You can form close relationships with people, and you enjoy doing so.
You receive profound satisfaction from working hard with friends to accomplish an important goal.
You know many people, and you can relate with all kinds of people. But you also have a very small group of friends with whom you have incredibly deep relationships.
Some people may feel threatened or uncomfortable because they don’t have the close, intense personal relationships that you thrive on.
You tend to be at your best when you are part of a stable group of friends you can trust. Join a regular study group in your challenging classes so you can stay motivated to achieve.
If you are new on campus, get to know the people who live near you. Early relationships with them can benefit you in the long haul.
You don’t want to be close friends with everyone. You’re probably most comfortable around people who accept you for who you are. As you get to know people, listen for their talents and imagine how their ways of naturally thinking, feeling, and behaving could complement your own.
Learn as much as you can about the people with whom you want to relate. Your interest will be a catalyst for trusting relationships.
No matter how busy you are, take time for your friends. They are your fuel.
You’re probably more comfortable in informal environments. Smaller classes, and even smaller colleges, are likely to be the kind of environments where your talents will flourish.
You need time to get to know people before trusting them, but trusting only your close group could mean you miss out on the valuable input of those not in your group.
Create various lines of communication with friends in your classes, such as verbal, phone, and e-mail, and help each other when one of you has to miss a class.
Seek out advisors, counselors, and professors who demonstrate genuine interest in you as a person.
Seek out fellow students with whom you can play a mutual tutoring, learning assistance, and support role.

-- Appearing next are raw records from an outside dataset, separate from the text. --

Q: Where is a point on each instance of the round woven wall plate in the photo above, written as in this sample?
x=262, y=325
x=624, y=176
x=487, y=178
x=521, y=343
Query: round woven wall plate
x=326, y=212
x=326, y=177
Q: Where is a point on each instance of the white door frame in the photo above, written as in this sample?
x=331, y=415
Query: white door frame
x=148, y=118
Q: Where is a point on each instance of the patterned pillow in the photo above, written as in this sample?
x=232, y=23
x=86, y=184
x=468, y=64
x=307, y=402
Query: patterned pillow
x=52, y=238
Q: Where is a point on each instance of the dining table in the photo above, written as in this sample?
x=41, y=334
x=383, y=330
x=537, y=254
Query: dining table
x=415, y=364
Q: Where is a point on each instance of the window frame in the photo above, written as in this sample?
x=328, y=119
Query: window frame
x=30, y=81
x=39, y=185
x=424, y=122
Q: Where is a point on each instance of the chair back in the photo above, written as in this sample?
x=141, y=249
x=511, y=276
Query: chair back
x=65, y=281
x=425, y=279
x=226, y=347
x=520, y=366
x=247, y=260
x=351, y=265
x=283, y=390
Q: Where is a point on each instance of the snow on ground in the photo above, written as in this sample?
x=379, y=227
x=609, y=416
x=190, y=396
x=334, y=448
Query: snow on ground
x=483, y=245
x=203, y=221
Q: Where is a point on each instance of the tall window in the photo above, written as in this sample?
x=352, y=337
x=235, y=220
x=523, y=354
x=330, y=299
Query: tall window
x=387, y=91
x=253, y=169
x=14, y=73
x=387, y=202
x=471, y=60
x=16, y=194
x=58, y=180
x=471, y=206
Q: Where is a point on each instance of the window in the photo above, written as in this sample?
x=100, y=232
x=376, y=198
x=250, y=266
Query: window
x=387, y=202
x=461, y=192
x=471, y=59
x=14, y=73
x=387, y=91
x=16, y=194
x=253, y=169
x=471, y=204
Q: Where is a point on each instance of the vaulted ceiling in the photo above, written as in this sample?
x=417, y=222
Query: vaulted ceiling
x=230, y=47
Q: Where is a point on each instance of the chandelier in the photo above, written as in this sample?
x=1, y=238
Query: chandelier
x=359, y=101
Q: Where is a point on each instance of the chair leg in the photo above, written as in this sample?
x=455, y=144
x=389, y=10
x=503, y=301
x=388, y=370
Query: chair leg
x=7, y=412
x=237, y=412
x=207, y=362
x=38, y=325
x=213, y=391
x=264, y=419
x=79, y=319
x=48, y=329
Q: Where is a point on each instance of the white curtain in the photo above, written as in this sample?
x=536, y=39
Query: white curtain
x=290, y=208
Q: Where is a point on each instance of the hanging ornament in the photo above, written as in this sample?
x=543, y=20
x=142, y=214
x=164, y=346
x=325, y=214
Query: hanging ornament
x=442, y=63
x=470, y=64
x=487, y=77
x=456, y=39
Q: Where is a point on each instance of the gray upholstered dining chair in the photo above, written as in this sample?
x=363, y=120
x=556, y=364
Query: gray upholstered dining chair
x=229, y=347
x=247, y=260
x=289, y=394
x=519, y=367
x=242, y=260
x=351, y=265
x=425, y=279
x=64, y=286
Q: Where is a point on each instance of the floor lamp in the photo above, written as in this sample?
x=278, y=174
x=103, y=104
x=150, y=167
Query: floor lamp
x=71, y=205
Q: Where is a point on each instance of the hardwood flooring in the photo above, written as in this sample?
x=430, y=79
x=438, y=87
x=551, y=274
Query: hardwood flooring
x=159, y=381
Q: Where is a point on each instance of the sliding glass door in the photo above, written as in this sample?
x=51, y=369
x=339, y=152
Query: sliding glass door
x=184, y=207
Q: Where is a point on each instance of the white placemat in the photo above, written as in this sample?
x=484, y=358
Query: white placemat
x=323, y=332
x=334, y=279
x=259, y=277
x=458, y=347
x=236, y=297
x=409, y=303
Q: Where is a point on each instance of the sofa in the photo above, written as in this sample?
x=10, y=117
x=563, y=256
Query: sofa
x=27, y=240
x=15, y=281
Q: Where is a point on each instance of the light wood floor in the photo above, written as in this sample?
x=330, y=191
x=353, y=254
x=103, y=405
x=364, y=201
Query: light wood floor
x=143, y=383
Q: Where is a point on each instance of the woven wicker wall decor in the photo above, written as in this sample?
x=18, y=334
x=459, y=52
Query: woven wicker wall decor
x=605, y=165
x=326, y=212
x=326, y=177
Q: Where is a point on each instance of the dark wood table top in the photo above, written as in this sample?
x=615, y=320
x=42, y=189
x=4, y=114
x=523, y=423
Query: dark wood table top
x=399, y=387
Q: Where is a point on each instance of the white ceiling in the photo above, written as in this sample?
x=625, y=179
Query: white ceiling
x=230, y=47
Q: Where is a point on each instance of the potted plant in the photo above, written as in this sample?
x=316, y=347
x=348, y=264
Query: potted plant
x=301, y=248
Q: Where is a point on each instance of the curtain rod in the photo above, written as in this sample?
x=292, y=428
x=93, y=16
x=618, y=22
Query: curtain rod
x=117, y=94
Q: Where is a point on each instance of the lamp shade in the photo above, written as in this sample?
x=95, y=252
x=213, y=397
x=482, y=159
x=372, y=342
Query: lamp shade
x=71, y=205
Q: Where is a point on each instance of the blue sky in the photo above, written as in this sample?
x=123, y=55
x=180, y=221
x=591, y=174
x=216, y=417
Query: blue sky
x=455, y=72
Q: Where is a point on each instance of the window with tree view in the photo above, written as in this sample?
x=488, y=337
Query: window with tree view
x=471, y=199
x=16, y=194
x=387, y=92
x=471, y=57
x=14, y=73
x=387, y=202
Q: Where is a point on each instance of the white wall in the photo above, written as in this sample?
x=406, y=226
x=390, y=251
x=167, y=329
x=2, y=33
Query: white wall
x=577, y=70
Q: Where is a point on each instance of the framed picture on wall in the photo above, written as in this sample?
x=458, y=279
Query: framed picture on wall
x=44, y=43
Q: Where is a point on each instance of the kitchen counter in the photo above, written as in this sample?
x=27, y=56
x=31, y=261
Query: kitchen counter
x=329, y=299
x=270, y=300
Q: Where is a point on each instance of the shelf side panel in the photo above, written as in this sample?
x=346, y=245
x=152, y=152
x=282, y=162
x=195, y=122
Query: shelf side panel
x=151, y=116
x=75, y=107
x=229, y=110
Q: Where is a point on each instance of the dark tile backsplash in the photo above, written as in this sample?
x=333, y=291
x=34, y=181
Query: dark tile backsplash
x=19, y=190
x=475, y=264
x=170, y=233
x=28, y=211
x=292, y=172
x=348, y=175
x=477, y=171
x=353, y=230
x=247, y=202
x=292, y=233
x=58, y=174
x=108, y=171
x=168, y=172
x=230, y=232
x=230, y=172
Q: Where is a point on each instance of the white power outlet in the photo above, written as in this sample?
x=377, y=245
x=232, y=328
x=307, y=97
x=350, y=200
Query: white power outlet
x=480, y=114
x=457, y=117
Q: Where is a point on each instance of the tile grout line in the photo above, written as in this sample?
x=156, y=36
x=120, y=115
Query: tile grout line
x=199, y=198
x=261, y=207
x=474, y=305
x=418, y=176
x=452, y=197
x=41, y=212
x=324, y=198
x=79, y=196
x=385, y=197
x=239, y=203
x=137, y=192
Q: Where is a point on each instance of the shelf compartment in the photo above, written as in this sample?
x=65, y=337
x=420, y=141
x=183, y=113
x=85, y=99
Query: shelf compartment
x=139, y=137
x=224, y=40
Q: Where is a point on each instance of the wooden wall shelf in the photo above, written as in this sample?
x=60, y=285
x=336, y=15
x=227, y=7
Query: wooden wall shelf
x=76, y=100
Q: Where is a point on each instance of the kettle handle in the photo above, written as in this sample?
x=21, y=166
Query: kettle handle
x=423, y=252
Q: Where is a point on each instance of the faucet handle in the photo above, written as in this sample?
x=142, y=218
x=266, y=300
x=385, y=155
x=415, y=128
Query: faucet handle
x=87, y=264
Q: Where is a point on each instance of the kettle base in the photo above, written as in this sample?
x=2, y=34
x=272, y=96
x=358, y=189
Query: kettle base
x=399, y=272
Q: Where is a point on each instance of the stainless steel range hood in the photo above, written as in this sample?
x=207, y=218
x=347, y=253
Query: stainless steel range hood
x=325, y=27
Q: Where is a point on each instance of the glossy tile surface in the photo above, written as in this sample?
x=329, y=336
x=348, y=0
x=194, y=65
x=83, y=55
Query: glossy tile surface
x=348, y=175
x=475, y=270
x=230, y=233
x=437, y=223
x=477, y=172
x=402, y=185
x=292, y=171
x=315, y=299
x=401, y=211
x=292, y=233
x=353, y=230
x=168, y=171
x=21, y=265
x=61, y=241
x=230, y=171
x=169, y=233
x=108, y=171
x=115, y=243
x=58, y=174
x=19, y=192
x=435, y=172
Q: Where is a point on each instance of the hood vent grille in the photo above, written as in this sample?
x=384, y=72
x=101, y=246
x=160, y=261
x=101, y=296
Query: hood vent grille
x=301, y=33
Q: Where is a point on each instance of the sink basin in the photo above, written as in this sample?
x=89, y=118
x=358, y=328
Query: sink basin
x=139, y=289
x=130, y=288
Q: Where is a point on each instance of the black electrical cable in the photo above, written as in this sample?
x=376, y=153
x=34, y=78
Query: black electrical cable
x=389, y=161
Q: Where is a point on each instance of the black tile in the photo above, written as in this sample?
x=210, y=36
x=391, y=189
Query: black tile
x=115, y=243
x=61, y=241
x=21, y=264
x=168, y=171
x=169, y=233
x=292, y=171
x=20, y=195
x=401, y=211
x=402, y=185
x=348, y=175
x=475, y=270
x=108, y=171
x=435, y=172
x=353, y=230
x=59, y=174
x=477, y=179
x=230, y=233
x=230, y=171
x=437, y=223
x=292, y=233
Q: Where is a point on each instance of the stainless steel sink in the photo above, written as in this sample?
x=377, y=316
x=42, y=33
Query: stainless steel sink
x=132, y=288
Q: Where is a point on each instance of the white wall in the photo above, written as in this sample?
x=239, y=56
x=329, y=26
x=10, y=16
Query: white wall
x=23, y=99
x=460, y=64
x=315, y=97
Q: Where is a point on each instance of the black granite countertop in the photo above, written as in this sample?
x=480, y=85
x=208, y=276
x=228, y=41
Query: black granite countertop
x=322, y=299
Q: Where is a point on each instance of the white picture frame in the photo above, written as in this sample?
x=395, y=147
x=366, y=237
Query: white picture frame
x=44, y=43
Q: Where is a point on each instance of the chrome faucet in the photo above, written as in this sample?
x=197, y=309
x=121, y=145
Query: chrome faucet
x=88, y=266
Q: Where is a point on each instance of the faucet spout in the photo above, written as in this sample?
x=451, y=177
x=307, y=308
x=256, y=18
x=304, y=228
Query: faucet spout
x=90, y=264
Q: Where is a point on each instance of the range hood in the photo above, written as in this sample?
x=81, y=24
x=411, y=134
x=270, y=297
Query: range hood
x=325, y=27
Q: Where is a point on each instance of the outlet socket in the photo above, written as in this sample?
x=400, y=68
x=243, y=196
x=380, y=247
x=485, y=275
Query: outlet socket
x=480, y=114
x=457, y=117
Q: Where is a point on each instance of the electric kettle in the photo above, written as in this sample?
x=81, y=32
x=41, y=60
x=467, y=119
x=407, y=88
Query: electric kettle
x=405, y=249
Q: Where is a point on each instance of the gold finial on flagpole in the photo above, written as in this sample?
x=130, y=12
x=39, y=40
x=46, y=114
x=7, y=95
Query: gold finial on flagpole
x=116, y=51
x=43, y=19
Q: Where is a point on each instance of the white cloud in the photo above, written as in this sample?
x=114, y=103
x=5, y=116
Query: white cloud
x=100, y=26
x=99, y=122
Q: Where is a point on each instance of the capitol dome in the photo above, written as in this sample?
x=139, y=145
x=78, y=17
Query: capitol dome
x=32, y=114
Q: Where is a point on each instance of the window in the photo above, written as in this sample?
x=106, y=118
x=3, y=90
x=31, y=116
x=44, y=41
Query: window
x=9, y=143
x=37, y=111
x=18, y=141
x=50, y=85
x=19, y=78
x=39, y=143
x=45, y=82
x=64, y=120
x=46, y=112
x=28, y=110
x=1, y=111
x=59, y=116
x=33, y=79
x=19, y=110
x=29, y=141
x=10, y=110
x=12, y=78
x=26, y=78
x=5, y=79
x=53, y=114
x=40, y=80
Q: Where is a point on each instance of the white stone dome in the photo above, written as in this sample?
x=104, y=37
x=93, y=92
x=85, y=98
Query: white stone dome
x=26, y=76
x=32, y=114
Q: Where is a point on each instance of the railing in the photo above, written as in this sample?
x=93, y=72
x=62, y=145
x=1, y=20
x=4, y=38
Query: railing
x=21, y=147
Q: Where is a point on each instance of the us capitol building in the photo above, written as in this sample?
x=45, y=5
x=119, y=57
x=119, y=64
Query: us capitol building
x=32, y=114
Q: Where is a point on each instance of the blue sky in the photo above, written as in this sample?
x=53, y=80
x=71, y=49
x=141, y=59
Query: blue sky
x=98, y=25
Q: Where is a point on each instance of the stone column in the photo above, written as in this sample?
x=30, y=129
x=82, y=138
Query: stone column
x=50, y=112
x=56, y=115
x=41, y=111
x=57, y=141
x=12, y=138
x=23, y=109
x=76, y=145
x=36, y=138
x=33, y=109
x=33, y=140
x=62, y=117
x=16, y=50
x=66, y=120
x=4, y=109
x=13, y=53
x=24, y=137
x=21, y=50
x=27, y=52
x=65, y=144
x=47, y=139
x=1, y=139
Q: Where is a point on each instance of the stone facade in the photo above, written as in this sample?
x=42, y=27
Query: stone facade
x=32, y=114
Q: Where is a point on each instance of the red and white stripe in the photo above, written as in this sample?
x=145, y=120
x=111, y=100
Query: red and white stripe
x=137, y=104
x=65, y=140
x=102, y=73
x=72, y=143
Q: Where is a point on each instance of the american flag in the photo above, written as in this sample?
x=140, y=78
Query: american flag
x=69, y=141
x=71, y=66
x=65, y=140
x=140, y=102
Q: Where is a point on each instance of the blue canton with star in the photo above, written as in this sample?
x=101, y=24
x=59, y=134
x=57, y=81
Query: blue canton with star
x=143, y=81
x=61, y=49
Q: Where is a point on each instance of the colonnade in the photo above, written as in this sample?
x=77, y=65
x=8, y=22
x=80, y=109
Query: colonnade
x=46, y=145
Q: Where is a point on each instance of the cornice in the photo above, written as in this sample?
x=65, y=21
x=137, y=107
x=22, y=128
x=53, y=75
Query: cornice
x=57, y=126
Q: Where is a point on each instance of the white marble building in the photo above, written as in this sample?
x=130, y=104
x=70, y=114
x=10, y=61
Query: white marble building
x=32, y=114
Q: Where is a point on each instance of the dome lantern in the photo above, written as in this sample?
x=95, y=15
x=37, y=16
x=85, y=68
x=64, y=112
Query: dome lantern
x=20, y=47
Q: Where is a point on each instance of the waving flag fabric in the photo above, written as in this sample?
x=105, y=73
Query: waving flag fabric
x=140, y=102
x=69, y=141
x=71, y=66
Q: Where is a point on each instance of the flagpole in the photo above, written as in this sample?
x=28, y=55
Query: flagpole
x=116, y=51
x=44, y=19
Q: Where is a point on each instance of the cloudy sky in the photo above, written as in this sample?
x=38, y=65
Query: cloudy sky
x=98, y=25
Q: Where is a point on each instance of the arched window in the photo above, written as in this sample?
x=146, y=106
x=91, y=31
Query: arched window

Form study groups for midterms and exams with close friends.
Discuss class lectures with friends.
Study with friends who have goals similar to yours.
To increase your comprehension of reading materials, share what you have learned with friends.
Share knowledge with others and build a support network.
Become a mentor and always have a mentor.
Get to know professors who take an interest in you. Their involvement in your college experience will create a sense of belonging and stimulate your intellectual development as well as your academic achievement.
Develop a college lifestyle through which you share your academic progress and performance with people who care about you, both inside and outside the college environment.
Do your best to meet the professors who teach the classes you are considering.
Choose classes that friends are taking. Your relationships with them will heighten your engagement in the classes.
Select classes that encourage friendships and belonging.
Become involved in campus organizations that foster friendships.
Join organizations that your friends and you have agreed upon.
Consider community and humanitarian work that you can rally your close friends to be a part of too.
Talk to your mentors about the career planning process. You will value their wisdom and expertise as you make decisions.
Talk to your trusted circle of friends about how they see you. Don’t ask them what career they think you should choose; instead, ask them to help you see your greatest talents.
Careers in which in-depth, meaningful relationships are valued are likely to be most rewarding to you.
Workplaces in which friendships are encouraged, where you can continuously learn about your clients and associates, likely will enable your Relator talents to flourish.
Stable work environments where you can work with people you trust but also develop multiple levels of relationships probably will bring out your best.
Interview counselors, teachers, school administrators, mediators, human resource directors, and others who help people as part of their work. Ask them about the relationships they develop and what is most rewarding about their jobs.